A paper recently presented at ACM SIGGRAPH Asia (2022) introduced FRAN, a "Face Re-Aging Network" that can:
automatically re-age face images in video without identity loss
Intended for visual effects, FRAN comes from a team of researchers from the Zurich-based Disney Research Studios, and ETH Zurich. Setting the scene the paper states:
The use of digitally aged or de-aged human characters in movie productions and advertising has increased dramatically over the last few years. Whether for making Robert De Niro younger in The Irishman [2020], or David Beckham older in an ad campaign against malaria [2020], digital re-aging is quickly becoming an essential tool in every visual effects studio.
This video presents the research, opening with video frames of an male aged 35, re-aged to 65 (top row) and to 18 (bottom row):
As an AI-based, fully-automatic tool, FRAN is intended to replace the predominant 2D painting workflow which often requires frame-by-frame manual work that can take days to accomplish, even by skilled artists.The research paper states:
Although research on facial image reaging has attempted to automate and solve this problem, current techniques are of little practical use as they typically suffer from facial identity loss, poor resolution, and unstable results across subsequent video frames.
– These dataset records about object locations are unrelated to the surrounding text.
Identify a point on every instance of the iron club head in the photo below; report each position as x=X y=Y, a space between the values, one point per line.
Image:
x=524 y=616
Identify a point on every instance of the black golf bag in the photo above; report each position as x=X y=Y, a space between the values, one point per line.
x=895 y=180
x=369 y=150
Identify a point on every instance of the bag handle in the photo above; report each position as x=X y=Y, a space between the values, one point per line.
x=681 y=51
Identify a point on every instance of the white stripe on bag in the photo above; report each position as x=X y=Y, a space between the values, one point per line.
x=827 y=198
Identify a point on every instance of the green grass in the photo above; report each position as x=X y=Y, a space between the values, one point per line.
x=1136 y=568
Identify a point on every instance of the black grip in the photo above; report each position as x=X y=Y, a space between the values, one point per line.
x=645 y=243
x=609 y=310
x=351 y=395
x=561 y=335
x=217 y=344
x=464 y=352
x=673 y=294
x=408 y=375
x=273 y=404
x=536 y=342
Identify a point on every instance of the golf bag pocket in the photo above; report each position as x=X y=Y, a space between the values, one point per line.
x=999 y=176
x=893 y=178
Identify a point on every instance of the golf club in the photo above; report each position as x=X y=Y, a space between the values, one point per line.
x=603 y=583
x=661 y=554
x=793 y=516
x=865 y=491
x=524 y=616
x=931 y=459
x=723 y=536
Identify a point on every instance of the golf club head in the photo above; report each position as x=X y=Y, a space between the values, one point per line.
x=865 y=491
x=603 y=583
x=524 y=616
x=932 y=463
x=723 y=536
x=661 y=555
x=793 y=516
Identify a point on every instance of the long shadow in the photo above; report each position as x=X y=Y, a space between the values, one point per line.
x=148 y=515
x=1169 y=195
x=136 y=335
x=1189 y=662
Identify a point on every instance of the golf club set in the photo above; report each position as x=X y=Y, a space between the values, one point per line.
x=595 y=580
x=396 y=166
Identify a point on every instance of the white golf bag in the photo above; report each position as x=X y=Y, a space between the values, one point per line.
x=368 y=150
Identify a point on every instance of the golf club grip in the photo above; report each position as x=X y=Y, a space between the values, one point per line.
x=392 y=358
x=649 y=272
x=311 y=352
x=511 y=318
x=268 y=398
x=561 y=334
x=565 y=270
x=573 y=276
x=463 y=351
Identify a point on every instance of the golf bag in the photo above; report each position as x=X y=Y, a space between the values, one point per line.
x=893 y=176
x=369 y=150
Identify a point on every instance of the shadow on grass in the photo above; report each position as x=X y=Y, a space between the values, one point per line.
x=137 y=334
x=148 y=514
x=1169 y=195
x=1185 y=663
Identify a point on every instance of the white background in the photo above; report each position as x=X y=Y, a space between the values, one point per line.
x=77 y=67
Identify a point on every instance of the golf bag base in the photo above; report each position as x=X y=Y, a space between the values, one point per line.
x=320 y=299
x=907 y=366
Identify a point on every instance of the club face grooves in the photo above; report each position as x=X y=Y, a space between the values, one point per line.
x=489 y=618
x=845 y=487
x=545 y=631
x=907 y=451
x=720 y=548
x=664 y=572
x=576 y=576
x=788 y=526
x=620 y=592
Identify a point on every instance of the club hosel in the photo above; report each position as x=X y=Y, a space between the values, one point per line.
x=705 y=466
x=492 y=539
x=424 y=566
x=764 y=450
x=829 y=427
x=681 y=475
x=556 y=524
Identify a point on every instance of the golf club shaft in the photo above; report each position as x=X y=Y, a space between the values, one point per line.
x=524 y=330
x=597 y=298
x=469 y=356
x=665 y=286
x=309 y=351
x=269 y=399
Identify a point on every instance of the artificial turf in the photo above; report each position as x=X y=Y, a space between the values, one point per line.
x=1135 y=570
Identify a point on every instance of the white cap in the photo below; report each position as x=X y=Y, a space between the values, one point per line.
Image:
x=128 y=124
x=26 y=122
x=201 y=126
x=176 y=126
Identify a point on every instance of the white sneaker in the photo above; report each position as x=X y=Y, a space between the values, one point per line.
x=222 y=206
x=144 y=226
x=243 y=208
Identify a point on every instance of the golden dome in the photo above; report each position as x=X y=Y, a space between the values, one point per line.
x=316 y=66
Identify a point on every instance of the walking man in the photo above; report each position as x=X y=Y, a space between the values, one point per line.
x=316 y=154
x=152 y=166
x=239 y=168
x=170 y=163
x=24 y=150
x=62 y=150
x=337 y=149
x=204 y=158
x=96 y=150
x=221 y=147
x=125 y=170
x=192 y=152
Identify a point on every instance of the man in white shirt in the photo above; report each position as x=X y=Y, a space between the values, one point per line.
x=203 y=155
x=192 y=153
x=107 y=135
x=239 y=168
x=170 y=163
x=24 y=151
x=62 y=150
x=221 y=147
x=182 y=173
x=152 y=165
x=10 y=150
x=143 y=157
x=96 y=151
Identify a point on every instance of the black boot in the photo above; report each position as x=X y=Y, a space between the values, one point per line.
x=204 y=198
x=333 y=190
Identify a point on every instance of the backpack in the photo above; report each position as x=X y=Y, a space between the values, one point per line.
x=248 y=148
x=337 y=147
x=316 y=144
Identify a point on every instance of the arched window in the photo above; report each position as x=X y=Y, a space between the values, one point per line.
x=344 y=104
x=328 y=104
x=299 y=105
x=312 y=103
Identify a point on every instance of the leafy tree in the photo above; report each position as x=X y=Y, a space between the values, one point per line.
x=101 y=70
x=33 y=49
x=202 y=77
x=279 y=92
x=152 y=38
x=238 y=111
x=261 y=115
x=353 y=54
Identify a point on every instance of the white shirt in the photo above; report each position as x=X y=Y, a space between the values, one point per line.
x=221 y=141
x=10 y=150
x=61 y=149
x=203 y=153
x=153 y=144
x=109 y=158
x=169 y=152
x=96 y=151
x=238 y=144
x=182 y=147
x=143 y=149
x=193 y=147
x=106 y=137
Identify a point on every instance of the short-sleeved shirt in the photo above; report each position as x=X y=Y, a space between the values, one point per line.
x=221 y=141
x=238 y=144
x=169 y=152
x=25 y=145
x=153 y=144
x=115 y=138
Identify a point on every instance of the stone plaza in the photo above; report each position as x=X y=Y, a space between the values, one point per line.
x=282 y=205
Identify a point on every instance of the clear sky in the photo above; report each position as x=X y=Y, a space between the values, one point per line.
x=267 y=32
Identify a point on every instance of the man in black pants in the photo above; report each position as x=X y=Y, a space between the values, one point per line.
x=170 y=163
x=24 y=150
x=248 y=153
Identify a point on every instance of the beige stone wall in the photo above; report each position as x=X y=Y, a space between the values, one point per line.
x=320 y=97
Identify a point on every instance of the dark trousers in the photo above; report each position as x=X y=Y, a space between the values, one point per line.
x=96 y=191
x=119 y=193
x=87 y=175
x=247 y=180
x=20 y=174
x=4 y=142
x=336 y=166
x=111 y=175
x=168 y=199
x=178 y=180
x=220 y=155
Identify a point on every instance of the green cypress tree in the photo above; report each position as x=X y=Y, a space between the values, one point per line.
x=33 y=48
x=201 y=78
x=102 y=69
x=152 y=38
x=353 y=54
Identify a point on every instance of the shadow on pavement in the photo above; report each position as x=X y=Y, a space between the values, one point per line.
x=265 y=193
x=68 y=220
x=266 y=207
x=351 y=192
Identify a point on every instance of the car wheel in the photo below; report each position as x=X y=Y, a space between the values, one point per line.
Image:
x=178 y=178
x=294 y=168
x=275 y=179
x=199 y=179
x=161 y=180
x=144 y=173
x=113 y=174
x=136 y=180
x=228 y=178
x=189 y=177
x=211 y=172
The approach used for FRAN that overcomes these problems dispensed with collecting data from real human subjects. Instead the neural network was trained with a large database containing pairs of randomly generated synthetic faces at varying ages.
FRAN also provides artists with localized control and creative freedom to direct and fine-tune the re-aging effect, such as adding or erasing wrinkles and jowls, something the paper suggests is important in real production pipelines and often overlooked in related research work.
The results seem impressively credible but it isn’t clear if Disney intends to make this technology available to the public.